Upon discovering that his picture had been copied, Rogers sued Koons and the Sonnabend Gallery for copyright infringement. Koons admitted to having copied the image intentionally and, in 1992, the court found "substantial similarity" between the two works and that Koons acted in a "willful and egregious" manner. They rejected his parody argument and awarded a significant settlement to Rogers.

===Ushering in Banality===

A pig with a green ribbon is being pushed by two young angels (alongside it) with a young boy dressed in a tracksuit behind it. Ushering in Banality was ruled to have "deliberately and exactly copied" a photograph by Barbara Campbell.

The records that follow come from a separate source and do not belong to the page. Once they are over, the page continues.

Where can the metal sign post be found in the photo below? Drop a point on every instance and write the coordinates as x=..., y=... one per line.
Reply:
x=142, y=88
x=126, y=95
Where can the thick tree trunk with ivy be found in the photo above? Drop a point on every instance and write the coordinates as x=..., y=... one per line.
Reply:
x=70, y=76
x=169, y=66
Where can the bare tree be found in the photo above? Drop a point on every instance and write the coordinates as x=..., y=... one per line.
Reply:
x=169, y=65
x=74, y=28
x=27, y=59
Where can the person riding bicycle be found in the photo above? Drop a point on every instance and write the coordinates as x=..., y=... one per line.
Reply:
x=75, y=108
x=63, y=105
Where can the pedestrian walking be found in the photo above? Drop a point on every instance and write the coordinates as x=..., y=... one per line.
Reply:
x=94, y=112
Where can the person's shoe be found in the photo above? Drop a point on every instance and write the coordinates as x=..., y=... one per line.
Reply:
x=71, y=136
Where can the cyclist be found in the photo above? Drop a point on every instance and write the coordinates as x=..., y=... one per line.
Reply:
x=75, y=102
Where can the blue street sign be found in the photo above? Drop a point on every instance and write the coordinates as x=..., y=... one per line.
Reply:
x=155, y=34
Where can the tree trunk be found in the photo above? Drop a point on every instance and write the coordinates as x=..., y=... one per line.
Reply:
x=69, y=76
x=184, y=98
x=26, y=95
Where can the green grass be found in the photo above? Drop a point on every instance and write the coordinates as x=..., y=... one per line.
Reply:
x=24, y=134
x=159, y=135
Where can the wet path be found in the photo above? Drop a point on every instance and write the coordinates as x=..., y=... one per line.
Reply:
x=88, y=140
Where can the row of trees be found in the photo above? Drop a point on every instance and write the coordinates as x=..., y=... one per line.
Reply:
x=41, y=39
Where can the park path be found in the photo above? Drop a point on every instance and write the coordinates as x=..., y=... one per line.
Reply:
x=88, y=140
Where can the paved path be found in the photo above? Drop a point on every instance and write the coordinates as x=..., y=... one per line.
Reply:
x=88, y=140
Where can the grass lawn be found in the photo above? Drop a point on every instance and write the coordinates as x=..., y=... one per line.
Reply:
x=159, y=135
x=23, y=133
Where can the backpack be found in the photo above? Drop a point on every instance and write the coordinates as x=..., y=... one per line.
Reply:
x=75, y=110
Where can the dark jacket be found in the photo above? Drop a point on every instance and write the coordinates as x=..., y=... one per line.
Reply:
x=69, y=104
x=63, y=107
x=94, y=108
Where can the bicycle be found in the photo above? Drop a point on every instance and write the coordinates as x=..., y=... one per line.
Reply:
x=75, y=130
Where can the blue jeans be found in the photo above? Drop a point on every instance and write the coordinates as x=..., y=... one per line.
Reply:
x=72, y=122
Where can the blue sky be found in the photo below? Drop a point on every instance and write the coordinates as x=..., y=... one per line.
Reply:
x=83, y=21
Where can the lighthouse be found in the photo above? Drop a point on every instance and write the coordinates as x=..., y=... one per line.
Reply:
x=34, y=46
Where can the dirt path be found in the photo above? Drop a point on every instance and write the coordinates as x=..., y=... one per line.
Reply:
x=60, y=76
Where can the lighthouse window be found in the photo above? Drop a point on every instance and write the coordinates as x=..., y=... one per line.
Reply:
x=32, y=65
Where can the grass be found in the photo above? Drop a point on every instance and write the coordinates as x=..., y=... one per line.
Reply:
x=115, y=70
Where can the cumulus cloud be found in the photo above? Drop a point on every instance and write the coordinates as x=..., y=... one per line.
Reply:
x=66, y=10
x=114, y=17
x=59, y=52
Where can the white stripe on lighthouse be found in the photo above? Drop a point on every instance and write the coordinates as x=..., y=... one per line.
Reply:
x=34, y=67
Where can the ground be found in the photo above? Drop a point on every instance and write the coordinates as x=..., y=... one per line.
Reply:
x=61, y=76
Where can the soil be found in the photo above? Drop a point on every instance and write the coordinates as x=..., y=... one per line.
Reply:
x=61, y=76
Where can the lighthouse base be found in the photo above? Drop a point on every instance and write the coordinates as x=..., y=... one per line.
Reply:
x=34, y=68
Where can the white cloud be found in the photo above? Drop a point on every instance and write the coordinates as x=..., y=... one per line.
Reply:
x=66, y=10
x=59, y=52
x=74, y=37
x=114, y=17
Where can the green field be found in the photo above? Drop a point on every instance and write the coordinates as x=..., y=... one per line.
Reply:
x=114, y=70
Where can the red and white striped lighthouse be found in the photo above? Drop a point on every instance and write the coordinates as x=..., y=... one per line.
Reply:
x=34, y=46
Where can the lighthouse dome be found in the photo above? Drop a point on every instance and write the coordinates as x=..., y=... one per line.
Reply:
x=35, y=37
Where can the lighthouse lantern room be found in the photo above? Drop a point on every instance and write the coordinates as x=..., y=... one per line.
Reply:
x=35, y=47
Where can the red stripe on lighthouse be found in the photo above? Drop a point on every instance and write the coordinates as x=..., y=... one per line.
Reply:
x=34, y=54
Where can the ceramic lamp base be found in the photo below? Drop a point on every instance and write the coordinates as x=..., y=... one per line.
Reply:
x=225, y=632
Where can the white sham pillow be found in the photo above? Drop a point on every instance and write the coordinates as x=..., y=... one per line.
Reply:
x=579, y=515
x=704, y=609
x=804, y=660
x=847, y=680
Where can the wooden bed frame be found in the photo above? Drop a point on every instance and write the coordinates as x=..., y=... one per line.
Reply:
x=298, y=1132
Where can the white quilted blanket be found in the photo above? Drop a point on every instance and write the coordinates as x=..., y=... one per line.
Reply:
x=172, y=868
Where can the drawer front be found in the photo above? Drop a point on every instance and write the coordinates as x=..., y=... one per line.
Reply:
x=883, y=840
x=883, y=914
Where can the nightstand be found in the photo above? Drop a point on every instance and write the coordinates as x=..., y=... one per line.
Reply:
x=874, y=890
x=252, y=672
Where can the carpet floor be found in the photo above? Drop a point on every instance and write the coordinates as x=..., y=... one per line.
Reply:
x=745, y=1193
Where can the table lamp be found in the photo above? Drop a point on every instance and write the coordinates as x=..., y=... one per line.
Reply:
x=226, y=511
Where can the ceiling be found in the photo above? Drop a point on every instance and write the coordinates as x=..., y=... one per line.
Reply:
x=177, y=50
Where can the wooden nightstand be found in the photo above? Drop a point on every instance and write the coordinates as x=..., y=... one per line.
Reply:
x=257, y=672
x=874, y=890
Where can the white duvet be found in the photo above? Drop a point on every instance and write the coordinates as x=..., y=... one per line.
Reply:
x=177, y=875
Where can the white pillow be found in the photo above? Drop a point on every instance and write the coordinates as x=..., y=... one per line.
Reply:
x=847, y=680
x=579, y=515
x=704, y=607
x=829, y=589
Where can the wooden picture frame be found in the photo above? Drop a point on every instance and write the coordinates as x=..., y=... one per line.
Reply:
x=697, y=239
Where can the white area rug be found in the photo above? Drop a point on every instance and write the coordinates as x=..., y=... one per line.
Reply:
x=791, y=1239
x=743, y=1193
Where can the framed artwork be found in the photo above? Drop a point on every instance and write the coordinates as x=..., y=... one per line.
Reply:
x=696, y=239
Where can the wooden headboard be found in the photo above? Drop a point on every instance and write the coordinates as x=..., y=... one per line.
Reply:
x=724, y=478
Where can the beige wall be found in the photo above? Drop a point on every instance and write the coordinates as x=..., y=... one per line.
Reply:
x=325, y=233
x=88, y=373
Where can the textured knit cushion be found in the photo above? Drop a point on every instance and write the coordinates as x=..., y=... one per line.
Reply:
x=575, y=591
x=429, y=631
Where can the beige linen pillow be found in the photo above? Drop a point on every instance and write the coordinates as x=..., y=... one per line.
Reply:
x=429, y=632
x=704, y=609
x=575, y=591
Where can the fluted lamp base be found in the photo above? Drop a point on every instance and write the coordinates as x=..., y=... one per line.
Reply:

Koons had instructed his Italian studio to replicate Campbell's Boys with Pig using it as a model for the design.

At a Sotheby's auction in November 2001 one of the three editions of Ushering in Banality sold for US$1,875,750.

===Wild Boy and Puppy===

Wild Boy and Puppy is a porcelain sculpture featuring a yellow cartoon dog, a "wild boy" with red spiky hair, and a bumblebee in a basket. The cartoon dog is a clear replica of Odie from the Garfield comic strip by Jim Davis with only minimal changes. In 1993, United Feature Syndicate, Inc. sued Koons for his unsanctioned use of Odie, successfully arguing that he had breached copyright law. Koons had defended himself in other cases using the parody argument but could not do so here—he testified to being unaware of the source of the character and therefore could not have directed the parody at the comic.

One edition of the sculpture sold in November 2004 for US$1.5 million, significantly higher than its US$400,000 estimate.